Seguidamente, ele reflete sobre as causas para isto acontecer, afirmando que “criámos um modelo de sociedade que desvaloriza o conhecimento. (…) Criámos um modelo de sociedade que valoriza a ignorância e a futilidade, a diversos níveis.”
Uma das causas é o ensino secundário. Segundo o autor, os alunos chegam à universidade sem conhecimentos básicos e transversais “sobre a sociedade, a vida e o conhecimento em geral”. Isto é surpreendente, já que os alunos “passaram 12 anos a estudar”: os alunos pensam que estão informados sobre um determinado assunto porque viram “dois ou três vídeos da “Universidade” do YouTube, ou porque seguem dois ou três influencers no Instagram”.
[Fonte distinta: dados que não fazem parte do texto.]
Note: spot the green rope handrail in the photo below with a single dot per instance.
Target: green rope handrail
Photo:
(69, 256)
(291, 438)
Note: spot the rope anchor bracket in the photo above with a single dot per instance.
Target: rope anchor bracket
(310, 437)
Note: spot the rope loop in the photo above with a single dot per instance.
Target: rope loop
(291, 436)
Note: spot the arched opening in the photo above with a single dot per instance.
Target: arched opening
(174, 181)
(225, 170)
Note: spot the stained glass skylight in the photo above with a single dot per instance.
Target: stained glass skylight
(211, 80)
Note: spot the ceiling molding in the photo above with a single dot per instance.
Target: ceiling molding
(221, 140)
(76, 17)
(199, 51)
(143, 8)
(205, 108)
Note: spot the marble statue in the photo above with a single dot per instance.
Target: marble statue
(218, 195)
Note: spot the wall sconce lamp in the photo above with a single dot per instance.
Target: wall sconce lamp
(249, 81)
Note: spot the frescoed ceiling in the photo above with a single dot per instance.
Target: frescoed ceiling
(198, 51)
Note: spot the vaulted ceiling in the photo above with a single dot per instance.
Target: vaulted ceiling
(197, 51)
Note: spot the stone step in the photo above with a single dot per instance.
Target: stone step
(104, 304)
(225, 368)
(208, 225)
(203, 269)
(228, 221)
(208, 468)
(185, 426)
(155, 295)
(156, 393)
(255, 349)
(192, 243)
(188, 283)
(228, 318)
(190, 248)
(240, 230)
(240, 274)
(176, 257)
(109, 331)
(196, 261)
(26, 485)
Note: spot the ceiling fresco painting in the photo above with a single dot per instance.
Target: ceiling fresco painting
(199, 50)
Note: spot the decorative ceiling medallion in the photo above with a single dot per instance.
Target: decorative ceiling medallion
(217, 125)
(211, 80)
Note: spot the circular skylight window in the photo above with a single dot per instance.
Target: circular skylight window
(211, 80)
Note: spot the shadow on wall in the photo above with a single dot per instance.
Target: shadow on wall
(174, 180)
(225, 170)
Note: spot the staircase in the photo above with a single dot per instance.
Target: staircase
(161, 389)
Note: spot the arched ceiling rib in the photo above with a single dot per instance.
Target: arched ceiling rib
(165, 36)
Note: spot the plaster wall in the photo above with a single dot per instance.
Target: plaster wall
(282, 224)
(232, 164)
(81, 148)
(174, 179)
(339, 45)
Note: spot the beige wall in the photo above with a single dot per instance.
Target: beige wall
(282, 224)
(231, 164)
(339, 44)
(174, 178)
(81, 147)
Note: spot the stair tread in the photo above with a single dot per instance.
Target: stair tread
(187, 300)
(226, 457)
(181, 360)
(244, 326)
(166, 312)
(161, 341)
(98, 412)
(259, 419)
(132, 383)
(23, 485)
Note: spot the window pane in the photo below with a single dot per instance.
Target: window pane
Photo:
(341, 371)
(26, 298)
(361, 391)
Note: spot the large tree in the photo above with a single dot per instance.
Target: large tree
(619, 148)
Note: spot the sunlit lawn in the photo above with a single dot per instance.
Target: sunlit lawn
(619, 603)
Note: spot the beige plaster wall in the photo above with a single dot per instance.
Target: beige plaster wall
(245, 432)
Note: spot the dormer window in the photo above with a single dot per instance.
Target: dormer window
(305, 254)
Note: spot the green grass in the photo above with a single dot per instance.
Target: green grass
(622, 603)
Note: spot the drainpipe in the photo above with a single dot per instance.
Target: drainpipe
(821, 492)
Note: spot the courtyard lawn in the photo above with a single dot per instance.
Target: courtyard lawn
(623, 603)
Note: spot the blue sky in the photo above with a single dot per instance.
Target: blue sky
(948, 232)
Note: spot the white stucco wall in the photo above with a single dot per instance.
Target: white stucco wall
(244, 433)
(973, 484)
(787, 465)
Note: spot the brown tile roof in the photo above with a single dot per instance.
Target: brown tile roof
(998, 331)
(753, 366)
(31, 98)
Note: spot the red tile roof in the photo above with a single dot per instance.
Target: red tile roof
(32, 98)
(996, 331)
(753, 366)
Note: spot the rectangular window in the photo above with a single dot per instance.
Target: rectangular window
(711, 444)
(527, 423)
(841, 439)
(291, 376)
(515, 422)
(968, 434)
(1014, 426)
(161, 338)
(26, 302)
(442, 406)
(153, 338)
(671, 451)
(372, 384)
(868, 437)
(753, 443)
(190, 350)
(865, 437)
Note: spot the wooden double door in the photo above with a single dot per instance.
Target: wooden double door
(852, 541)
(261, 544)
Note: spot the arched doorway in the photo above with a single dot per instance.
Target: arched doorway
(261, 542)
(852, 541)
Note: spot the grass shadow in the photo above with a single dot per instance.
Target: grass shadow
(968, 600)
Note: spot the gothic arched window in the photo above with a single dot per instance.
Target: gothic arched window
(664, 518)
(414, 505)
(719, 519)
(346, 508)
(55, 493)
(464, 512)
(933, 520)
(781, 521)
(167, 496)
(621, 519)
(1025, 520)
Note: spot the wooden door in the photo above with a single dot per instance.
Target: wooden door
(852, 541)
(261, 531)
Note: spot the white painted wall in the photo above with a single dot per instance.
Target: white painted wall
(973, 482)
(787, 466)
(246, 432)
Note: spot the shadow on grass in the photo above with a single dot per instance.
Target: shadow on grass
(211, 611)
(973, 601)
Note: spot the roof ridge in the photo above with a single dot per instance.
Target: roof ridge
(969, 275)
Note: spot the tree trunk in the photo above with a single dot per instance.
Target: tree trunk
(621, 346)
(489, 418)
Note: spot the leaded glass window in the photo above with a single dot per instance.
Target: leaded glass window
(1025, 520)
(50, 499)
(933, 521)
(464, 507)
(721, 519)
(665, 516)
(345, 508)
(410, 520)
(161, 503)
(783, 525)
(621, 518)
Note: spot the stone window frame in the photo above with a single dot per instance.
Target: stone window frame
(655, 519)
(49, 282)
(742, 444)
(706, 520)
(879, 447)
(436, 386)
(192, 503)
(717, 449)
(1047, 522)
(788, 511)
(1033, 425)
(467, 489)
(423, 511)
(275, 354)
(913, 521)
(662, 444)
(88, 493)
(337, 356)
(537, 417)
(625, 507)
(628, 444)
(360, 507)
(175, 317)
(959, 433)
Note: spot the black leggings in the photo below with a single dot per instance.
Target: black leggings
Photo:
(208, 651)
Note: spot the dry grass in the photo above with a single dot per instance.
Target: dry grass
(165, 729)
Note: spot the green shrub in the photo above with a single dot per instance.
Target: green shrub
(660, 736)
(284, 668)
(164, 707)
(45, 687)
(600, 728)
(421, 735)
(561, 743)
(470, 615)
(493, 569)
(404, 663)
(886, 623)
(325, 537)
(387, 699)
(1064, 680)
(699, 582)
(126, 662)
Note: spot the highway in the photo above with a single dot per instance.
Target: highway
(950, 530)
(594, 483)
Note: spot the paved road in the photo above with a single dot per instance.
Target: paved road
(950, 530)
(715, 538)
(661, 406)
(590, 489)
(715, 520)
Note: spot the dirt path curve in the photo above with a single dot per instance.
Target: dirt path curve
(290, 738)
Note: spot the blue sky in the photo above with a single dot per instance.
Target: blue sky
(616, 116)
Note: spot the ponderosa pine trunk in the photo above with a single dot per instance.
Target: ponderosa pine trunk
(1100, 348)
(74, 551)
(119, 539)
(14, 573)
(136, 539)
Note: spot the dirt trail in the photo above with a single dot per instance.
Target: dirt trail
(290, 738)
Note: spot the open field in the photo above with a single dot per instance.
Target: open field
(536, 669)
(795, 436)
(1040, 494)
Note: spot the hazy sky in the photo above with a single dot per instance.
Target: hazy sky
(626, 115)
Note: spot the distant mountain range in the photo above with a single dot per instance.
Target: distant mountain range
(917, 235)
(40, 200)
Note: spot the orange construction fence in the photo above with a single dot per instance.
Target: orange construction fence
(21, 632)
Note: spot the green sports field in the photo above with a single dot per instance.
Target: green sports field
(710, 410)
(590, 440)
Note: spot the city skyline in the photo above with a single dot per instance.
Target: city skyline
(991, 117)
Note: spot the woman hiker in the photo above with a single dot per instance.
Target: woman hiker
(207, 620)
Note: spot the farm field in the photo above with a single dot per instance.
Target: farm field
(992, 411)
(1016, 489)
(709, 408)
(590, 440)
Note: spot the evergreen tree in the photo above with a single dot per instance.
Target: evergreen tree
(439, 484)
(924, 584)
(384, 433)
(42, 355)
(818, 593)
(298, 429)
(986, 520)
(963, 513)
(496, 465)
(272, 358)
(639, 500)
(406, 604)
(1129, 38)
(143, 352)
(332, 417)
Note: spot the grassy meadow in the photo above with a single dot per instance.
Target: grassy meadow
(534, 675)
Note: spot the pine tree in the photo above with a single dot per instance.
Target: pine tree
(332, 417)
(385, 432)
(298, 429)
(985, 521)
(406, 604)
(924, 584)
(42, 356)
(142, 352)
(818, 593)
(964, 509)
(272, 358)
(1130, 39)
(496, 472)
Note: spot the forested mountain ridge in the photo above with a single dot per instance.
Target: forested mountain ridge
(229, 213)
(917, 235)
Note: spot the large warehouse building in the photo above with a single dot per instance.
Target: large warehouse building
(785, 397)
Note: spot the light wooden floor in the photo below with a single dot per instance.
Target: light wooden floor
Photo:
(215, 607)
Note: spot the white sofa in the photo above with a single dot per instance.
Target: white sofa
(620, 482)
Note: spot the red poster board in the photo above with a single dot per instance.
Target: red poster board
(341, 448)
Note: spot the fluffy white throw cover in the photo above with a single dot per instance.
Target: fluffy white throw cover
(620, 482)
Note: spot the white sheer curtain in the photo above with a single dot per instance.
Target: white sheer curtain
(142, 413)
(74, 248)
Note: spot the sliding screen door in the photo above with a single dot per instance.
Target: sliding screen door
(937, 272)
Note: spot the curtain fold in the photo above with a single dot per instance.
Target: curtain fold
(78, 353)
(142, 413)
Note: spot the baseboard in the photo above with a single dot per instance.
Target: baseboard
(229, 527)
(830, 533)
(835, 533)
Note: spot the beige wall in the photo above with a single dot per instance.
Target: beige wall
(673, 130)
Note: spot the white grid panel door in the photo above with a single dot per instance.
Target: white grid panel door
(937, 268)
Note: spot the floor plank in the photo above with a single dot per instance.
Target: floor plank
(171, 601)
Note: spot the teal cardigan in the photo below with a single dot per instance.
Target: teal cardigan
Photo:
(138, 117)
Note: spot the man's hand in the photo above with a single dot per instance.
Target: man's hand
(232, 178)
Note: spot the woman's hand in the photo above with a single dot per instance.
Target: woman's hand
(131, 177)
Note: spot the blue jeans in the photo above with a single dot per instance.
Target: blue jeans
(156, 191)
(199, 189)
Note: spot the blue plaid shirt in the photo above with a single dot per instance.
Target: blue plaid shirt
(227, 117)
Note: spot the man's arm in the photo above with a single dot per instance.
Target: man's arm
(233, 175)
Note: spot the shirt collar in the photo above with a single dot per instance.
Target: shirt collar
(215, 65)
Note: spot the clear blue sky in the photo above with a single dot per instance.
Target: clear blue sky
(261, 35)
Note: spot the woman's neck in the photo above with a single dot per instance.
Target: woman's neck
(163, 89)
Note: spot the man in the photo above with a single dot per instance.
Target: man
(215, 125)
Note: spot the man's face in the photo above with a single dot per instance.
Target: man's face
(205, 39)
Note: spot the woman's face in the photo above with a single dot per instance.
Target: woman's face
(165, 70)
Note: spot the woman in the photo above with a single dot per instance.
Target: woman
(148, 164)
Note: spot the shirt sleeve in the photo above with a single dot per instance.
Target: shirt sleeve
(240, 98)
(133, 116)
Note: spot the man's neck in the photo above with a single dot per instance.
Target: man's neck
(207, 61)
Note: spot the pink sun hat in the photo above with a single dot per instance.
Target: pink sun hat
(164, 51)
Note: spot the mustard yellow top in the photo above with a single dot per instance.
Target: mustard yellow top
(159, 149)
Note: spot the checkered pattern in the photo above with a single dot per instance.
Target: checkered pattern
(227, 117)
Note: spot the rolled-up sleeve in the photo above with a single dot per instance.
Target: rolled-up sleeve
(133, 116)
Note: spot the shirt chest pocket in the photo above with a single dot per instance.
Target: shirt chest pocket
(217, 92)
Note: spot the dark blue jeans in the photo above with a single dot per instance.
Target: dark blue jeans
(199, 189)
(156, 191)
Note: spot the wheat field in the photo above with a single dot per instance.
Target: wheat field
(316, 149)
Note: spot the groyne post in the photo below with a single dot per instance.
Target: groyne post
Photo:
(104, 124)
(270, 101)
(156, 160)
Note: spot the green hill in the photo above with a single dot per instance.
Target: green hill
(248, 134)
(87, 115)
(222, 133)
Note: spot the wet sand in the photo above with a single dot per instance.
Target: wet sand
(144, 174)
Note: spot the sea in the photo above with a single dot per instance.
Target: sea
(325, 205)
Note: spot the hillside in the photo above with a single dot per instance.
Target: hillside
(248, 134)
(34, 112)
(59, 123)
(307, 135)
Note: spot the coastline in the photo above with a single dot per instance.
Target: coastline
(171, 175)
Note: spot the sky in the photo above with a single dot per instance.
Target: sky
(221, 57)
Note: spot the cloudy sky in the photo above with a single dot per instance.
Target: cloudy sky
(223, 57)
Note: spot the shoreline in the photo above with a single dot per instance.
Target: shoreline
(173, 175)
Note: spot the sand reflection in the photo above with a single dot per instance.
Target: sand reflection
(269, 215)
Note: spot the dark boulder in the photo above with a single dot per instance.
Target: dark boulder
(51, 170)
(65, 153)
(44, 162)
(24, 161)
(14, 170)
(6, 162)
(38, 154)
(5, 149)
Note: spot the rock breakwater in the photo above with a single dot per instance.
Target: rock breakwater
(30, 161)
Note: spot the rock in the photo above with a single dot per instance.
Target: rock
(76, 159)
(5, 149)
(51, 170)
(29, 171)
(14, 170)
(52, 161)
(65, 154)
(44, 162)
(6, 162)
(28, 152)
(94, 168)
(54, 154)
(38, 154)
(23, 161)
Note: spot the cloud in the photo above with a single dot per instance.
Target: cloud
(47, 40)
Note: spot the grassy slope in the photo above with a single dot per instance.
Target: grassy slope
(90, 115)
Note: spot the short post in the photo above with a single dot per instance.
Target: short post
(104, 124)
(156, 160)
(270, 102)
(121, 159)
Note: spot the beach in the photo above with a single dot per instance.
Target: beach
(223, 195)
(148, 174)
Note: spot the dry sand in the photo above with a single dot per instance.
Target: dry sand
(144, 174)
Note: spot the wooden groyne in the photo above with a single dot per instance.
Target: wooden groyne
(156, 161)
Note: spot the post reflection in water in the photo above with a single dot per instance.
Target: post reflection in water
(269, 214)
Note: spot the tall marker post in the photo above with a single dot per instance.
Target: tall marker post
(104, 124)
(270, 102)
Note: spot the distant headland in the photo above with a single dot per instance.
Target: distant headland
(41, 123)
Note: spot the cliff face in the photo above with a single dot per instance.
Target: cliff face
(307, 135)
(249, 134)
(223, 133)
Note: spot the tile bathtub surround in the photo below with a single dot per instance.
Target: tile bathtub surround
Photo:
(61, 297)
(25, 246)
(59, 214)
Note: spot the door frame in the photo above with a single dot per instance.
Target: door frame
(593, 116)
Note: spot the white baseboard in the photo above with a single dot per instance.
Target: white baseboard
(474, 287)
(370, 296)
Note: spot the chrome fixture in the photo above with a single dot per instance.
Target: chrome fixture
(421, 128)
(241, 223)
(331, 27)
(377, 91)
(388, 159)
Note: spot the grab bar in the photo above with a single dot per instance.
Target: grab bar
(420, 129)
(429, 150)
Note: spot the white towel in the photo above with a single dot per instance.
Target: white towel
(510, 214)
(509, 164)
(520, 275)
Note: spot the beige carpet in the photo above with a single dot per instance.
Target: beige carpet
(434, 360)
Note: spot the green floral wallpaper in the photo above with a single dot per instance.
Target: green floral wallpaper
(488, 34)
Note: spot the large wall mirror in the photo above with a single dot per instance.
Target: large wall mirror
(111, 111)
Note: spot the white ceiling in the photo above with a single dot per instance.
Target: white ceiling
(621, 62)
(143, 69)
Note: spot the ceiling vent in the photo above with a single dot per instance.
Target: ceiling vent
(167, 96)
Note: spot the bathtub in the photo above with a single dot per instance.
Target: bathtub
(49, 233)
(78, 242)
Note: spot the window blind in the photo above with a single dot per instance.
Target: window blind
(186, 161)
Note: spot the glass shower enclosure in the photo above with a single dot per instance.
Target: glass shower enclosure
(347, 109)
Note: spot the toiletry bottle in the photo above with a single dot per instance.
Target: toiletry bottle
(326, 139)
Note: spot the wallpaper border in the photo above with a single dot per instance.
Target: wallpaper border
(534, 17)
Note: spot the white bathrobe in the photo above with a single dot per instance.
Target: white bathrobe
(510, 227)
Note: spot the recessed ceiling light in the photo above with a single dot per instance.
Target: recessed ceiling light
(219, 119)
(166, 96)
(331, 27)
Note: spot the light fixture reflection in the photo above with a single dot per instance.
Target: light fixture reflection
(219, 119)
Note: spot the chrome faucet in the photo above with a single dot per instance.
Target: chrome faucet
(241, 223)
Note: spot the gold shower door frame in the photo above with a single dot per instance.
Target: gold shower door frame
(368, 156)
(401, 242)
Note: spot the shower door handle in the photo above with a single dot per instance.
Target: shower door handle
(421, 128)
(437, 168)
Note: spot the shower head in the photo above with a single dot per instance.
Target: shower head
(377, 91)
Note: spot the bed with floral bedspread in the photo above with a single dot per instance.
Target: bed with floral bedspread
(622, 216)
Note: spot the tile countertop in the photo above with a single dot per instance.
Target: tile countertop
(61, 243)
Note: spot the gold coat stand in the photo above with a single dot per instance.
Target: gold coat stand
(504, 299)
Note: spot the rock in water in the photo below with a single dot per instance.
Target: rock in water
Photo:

Outra causa é o facto de glorificarmos pessoas que são famosas só por o serem, e não porque percebam “alguma coisa sobre alguma coisa”. Segundo o autor, “glorificamos pessoas estúpidas”. São pessoas que na televisão ou nas redes sociais comentam sobre tudo, apesar de não saberem nada: não são especialistas em coisa nenhuma, mas conseguem transmitir a sua ignorância aos outros.
Por último, ele aponta outra causa: “os poderes públicos”, que autorizaram licenciaturas e valorizam vigarices (atividades sem evidências científicas que são “vendidas” como ciência). Por isso, não é surpreendente que depois os cidadãos não consigam distinguir a ciência da pseudo-ciência.
Leiam o artigo completo de Pedro Coutinho, no jornal Público, aqui.
3 comentários
Caro Jonathan,
Concordo. Neste caso referia-me ao aumento do conhecimento que deveria contribuir para que se deixasse de acreditar em disparates, e a escola tem um papel decisivo. O artigo explica muito bem o problema, mas…parece-me que ninguem tem interesse em resolver. Como se costuma dizer…é deixar andar😀.
Cumprimentos
Caro Carlos,
Excelente artigo.
Pena que a maioria das pessoas em vez de estarem ler este artigo, estão nos Tik Tok’s e Instagram’s a ver imbecilidades.
O que é curioso, é que há umas décadas atrás, pensava-se que com o aumento da educação/escolaridade a formação, o conhecimento e o pensamento crítico das pessoas iria aumentar, mas na verdade essa mesma escolaridade aumenta, mas a ignorância e estupidez também.
Dá que pensar.
Cumprimentos
Caro Ricardo, aumentar o tempo de permanência na escola não necessariamente melhora a cognição.